La Consulta ha innanzitutto ribadito la propria giurisprudenza secondo cui previsioni sanzionatorie rigide non appaiono in linea con il volto costituzionale del sistema penale, risultando «”indiziate” di illegittimità costituzionale». Ha però precisato che, nel caso della fuga del conducente, la pena minima di tre anni di reclusione che la norma censurata richiede comunque di applicare, «non può non essere riconosciuta ragionevolmente proporzionata», anche perché non suscettibile, per effetto dell’eventuale riconoscimento delle attenuanti, «di condurre, nella prassi applicativa, a risultati sanzionatori palesemente eccessivi rispetto alla gravità dell’illecito commesso».

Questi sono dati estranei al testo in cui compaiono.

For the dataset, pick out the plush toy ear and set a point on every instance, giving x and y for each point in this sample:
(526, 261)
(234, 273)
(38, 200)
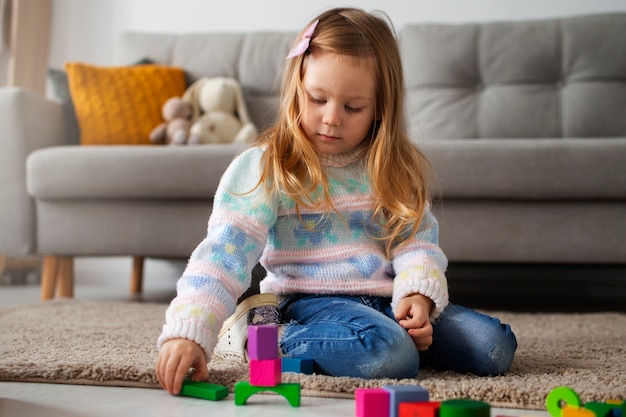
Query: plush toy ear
(192, 95)
(242, 109)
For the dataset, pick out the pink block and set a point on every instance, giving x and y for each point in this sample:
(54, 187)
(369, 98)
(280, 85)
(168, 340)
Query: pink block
(265, 373)
(263, 342)
(372, 402)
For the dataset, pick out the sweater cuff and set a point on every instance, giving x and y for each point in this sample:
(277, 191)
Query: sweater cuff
(191, 330)
(430, 288)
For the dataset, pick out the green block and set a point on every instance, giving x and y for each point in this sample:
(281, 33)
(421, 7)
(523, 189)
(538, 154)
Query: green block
(607, 409)
(464, 408)
(203, 390)
(561, 396)
(291, 391)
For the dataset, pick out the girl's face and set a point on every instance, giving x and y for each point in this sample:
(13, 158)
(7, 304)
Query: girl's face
(339, 100)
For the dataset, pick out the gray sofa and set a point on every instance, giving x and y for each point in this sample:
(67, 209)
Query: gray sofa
(524, 122)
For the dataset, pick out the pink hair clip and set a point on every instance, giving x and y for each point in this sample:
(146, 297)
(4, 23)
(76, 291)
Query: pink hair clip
(303, 45)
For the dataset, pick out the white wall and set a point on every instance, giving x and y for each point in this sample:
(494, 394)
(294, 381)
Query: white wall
(84, 29)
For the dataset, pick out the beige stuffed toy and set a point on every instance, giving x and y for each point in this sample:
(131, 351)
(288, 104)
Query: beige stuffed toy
(175, 130)
(220, 114)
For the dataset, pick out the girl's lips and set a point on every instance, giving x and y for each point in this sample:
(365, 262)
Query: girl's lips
(328, 138)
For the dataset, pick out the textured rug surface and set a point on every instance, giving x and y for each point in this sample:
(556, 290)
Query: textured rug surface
(114, 343)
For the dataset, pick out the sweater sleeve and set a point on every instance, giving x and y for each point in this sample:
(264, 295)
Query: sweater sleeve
(420, 267)
(219, 269)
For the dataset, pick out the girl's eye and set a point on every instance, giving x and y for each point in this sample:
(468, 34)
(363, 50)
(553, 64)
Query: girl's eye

La Corte ha quindi concluso precisando che «la scelta di approntare una soglia minima di tre anni da applicare alla fuga del conducente» trova anche giustificazione in termini sistematici nel quadro del complessivo intervento realizzato dalla legge n. 41/2016, volto «a inasprire il trattamento sanzionatorio per le condotte che, attraverso la violazione delle regole della circolazione stradale, offendono l’incolumità personale e la vita».
In mancanza della soglia minima dei tre anni, infatti, «il calcolo di convenienza potrebbe indurre il conducente a scegliere la fuga», sia nella fattispecie base delle lesioni (perché a fronte del modesto aumento di pena si sarebbe evitato il coinvolgimento nella causazione dell’incidente), sia nell’ipotesi di lesioni gravi causate in caso di guida in stato di ebbrezza alcolica (oltre una certa soglia di tasso alcolemico) o sotto l’effetto di stupefacenti.